By contrast, in the author’s experience, the majority of inadequately supplemented residents of Western Washington State have 25(OH)D3 levels well below 30 ng/cc. A recent study suggests levels under 30 ng/cc are likewise prevalent throughout the USA, even at lower latitudes, with theoretical access to adequate sunshine , reflecting population trends toward predominantly indoor employment and education, sunprotective clothing, sunblocks, air pollution, etc. Faced with such a baseline, to achieve serum 25(OH)D3 greater than 50 ng/cc, local experience has been that most adults require vitamin D3 supplementation somewhere between 5,000 and 10,000 IU/day and a small number have needed 15,000 IU/day. Children have been found to require approximately 1000 IU/25 pounds (ll.3 kilograms) body weight/day. These are substantially above the currently recommended dose of 600-800 IU/day (and the “safe upper limit” of 4000 IU/day) advocated by the Institute of Medicine since 2011 but consistent with recommendations from the Endocrine Society . An additional concern is that the responses and improvements described have not yet been observed in the studied population via supplementation by ergocalciferol (vitamin D2), even at very high doses and in prescription formulations.

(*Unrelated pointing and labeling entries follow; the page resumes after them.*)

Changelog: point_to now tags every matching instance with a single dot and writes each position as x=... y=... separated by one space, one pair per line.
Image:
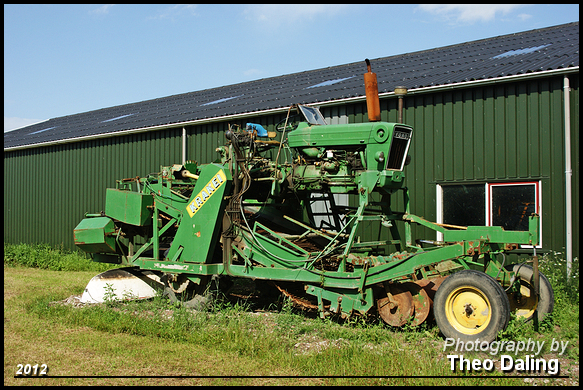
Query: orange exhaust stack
x=372 y=95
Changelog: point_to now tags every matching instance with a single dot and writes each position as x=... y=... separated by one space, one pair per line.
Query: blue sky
x=66 y=59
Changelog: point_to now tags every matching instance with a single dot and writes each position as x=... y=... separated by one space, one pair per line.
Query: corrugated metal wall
x=48 y=190
x=506 y=131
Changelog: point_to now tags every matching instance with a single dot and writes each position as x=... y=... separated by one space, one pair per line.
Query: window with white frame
x=490 y=204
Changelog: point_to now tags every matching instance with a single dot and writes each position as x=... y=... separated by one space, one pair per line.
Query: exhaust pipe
x=372 y=95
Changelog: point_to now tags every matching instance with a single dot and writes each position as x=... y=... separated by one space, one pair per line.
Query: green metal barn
x=496 y=136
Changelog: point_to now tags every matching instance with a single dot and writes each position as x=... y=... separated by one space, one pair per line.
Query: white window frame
x=488 y=203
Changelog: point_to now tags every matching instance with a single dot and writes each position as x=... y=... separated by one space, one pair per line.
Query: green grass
x=44 y=256
x=155 y=337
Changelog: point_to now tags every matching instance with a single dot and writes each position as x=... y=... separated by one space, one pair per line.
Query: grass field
x=152 y=342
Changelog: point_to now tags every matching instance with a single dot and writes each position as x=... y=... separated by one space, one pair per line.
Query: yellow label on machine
x=199 y=200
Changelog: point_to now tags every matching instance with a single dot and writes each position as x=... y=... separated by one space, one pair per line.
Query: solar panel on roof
x=221 y=100
x=40 y=131
x=520 y=51
x=329 y=82
x=116 y=118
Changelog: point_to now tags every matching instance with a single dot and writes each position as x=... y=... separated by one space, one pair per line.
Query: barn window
x=491 y=204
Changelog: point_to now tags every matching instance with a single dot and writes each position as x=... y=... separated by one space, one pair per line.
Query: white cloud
x=103 y=10
x=469 y=13
x=290 y=13
x=13 y=123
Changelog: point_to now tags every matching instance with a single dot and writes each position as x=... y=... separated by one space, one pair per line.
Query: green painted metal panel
x=128 y=206
x=500 y=132
x=95 y=235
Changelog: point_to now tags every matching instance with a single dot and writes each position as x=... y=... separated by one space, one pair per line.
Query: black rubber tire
x=546 y=300
x=467 y=291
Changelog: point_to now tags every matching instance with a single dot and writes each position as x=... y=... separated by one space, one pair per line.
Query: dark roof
x=537 y=50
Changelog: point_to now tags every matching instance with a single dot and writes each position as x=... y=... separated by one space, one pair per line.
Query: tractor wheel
x=471 y=305
x=525 y=302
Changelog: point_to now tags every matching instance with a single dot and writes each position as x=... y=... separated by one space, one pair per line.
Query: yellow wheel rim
x=525 y=303
x=468 y=310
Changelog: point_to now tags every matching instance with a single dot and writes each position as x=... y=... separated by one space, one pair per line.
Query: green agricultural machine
x=270 y=211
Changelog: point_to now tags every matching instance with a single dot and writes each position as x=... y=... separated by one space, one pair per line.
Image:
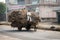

Given that ergocalciferol is by far the most common food additive and fortification analogue of vitamin D, and the most common form available by prescription in the United States, the lack of a response in the cornea—despite proving 100 % predictable in the case of cholecalciferol/D3—raises questions about the physiologic efficacy of vitamin D2 in many regards. Knapp did report a response to ergocalciferol/D2 in his 1938 keratoconus research, but it was given at an extremely high dose by comparison, up to 50,000 IU daily. Interestingly, in the author’s experience, 5,000 IU/day of cholecalciferol/D3 quickly normalized and stabilized serum calcium levels of a patient with presumed secondary hypoparathyroidism, who had been consistently hypocalcemic for years while taking prescription ergocalciferol at 50,000 IU every other day. This phenomenon would likewise benefit from further investigation
The adequate replacement of vitamin D3 in the population under evaluation has resulted in the arrest and reversal of keratoconus and myopic progression and, in addition, suggests a promising, beneficial impact upon dry eye, glaucoma, cataract, and macular degeneration concerns. Unlike many conditions under scientific study, the response is fast and, so far, has been amazingly predictable. The ability to prevent the onset of myopia may even prove absolute. It is hoped that the wide applicability of these insights will rapidly encourage controlled studies to confirm, explore, and further delineate and extend upon these findings.